Published on January 11th, 2012 | by Bags Hooper8
Children’s Games: ‘Disney Universe’ (Xbox 360) – A Button Mashing, Playground Adventure
Disney Universe is the kind of game I imagine would be my own personal wonderland as a child. The game allows you to dive into some of Disney and Pixar’s top rated animated and CG films of the past two decades. There’s a lot of playful button mashing fun to be had when you are not struggling with manipulating various puzzle objects. Yet, the puzzles are a nice introduction for younger audiences to some of the more complicated puzzle games that they will play as they get older. Tons of unlockable wardrobe pieces and upgrades help to switch up the action. Unfortunately, some upgrades only last for a limited time. So just when you get into the mode of freezing mini-enemies, the fun will evaporate.
The Disney Universe is under siege and it is up to you to save it. A narrator gives you the storybook rundown on what’s going on and motivates you to pick up arms and win back the Disney Universe for its guests.
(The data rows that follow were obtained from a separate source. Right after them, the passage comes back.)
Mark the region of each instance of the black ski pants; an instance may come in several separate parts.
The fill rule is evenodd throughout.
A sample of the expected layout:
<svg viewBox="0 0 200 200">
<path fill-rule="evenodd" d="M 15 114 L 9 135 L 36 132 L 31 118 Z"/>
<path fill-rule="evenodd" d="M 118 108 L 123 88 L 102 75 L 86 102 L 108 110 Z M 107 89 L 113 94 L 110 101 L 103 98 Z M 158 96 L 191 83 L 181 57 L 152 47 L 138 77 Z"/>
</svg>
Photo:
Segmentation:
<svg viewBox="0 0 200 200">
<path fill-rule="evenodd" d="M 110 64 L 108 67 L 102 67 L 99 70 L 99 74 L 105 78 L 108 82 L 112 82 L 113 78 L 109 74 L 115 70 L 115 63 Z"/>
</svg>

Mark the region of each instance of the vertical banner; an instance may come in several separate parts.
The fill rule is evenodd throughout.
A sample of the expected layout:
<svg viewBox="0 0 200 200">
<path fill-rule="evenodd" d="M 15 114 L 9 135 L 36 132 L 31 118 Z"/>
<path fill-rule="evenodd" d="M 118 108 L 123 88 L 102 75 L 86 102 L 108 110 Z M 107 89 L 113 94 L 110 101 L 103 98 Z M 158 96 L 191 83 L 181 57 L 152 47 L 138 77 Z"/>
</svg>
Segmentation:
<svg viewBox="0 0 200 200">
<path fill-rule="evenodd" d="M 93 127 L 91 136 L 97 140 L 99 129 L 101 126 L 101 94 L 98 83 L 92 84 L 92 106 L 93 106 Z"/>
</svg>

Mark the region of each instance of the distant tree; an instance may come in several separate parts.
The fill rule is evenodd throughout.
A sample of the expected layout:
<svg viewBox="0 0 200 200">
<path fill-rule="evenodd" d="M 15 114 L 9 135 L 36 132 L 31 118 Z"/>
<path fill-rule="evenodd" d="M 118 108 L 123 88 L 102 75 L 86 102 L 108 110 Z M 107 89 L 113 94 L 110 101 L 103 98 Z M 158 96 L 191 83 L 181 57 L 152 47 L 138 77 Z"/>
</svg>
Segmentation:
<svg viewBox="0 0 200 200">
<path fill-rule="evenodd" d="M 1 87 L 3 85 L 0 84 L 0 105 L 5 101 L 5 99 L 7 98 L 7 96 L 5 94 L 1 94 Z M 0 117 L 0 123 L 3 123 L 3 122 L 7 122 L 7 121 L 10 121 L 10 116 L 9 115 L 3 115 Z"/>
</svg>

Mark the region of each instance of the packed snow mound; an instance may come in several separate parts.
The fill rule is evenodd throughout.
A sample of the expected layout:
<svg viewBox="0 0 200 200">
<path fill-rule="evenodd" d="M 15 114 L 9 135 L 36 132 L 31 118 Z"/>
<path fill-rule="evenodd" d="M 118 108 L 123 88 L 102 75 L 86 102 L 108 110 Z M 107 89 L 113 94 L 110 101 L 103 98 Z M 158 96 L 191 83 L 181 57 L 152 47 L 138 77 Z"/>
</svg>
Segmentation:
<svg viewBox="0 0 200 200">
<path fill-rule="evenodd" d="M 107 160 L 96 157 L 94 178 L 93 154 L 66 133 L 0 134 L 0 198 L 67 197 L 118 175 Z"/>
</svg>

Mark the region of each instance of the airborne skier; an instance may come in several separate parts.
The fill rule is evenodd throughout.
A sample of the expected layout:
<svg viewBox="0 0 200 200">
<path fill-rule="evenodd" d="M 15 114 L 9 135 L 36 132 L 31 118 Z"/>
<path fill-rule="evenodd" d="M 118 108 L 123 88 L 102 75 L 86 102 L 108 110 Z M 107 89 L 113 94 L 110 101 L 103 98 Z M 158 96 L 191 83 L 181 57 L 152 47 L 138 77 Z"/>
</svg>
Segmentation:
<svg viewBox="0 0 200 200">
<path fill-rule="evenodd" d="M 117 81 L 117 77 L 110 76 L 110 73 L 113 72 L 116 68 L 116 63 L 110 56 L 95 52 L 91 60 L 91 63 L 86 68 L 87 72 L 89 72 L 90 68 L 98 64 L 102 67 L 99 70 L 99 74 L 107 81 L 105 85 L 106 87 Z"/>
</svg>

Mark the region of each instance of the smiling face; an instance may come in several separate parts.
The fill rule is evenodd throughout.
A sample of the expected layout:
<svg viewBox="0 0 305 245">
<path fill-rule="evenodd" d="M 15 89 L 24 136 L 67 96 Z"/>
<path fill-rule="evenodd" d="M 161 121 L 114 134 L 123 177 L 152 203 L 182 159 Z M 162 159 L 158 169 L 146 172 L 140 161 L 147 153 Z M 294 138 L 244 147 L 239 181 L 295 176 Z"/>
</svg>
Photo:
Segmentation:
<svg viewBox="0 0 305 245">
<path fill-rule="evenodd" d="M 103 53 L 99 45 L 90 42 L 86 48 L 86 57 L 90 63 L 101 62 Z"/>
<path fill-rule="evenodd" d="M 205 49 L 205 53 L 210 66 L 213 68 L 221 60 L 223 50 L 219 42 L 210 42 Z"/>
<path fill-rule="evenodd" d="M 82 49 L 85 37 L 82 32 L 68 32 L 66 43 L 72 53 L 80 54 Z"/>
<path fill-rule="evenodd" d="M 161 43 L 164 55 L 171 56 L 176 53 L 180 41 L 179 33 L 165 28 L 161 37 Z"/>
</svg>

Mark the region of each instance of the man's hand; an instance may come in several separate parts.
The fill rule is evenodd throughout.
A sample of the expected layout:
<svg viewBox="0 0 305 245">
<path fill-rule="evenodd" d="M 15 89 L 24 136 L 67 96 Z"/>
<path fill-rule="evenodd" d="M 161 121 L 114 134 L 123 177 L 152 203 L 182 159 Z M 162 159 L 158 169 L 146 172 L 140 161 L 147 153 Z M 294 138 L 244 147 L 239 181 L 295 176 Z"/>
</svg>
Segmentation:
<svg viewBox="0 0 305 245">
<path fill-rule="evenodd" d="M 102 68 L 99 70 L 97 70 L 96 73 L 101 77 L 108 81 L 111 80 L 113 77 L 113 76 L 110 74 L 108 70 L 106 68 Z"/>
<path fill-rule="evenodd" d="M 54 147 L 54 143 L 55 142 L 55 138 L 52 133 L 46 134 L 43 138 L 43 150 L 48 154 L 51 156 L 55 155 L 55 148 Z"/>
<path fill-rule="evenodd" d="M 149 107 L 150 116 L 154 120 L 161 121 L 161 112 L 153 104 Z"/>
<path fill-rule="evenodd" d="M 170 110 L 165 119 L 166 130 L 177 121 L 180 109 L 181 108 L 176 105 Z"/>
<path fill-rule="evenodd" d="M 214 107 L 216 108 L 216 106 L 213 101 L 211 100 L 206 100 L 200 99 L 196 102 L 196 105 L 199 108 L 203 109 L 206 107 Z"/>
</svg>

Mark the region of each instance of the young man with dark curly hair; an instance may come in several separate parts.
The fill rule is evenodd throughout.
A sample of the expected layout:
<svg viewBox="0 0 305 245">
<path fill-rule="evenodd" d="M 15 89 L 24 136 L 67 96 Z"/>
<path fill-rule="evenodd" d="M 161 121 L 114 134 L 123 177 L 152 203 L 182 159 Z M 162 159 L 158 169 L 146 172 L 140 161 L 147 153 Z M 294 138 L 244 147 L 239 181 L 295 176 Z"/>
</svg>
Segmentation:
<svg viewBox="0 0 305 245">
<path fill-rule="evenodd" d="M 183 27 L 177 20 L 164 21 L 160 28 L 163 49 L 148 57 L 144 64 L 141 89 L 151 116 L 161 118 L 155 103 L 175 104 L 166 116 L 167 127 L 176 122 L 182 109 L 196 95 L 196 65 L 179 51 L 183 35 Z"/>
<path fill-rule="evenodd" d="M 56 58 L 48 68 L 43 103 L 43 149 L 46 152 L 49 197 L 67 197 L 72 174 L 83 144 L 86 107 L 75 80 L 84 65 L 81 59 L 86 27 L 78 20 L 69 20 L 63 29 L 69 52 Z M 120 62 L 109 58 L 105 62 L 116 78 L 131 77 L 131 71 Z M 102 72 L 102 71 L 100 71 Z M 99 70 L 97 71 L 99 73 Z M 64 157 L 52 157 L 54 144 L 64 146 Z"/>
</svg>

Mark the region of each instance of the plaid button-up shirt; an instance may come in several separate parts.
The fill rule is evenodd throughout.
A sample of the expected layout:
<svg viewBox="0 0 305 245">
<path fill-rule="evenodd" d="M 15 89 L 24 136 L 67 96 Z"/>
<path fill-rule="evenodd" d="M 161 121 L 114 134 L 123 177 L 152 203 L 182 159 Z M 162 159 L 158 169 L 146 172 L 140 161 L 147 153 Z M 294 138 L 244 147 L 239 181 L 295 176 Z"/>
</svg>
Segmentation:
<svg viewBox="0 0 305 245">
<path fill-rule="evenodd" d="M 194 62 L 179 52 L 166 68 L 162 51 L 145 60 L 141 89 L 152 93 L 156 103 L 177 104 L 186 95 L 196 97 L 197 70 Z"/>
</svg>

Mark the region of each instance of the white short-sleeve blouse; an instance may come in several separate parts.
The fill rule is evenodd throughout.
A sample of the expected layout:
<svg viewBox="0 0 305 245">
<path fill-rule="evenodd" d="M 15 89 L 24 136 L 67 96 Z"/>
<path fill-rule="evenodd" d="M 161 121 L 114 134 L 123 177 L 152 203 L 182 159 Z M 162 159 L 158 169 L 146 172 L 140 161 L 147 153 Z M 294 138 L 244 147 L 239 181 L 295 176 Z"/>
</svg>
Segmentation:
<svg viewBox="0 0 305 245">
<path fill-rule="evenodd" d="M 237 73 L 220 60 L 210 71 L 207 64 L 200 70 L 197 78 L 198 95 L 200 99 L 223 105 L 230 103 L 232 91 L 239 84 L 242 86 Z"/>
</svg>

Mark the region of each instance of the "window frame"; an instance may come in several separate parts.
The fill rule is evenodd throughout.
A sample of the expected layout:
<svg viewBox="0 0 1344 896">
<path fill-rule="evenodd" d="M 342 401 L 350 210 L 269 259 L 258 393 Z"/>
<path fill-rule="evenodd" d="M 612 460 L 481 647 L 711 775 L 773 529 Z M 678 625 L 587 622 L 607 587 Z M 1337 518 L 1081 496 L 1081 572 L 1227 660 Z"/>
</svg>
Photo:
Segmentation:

In game dialogue is relegated to Sims-speak that you would find in any of the Lego or Sims games.
When you first power on the game, you will see that there are six worlds to explore: Alice in Wonderland, The Lion King, Monsters Inc, Aladdin, Wall-E, and Pirates of the Caribbean. However, Pirates of the Caribbean is the only world that is open at the beginning. In order to unlock each of the remaining boards you will need to collect 2000 coins per world. It is not hard to collect these coins as you play. Since each world has three stages, it is nearly impossible to miss the mark. However, you definitely want to pay attention to this number before you start playing. The boards are short and a player can easily come up just shy of the 2000 mark if he or she is not cognizant of the number. Then the player will have to play through one of the boards again to reach the number.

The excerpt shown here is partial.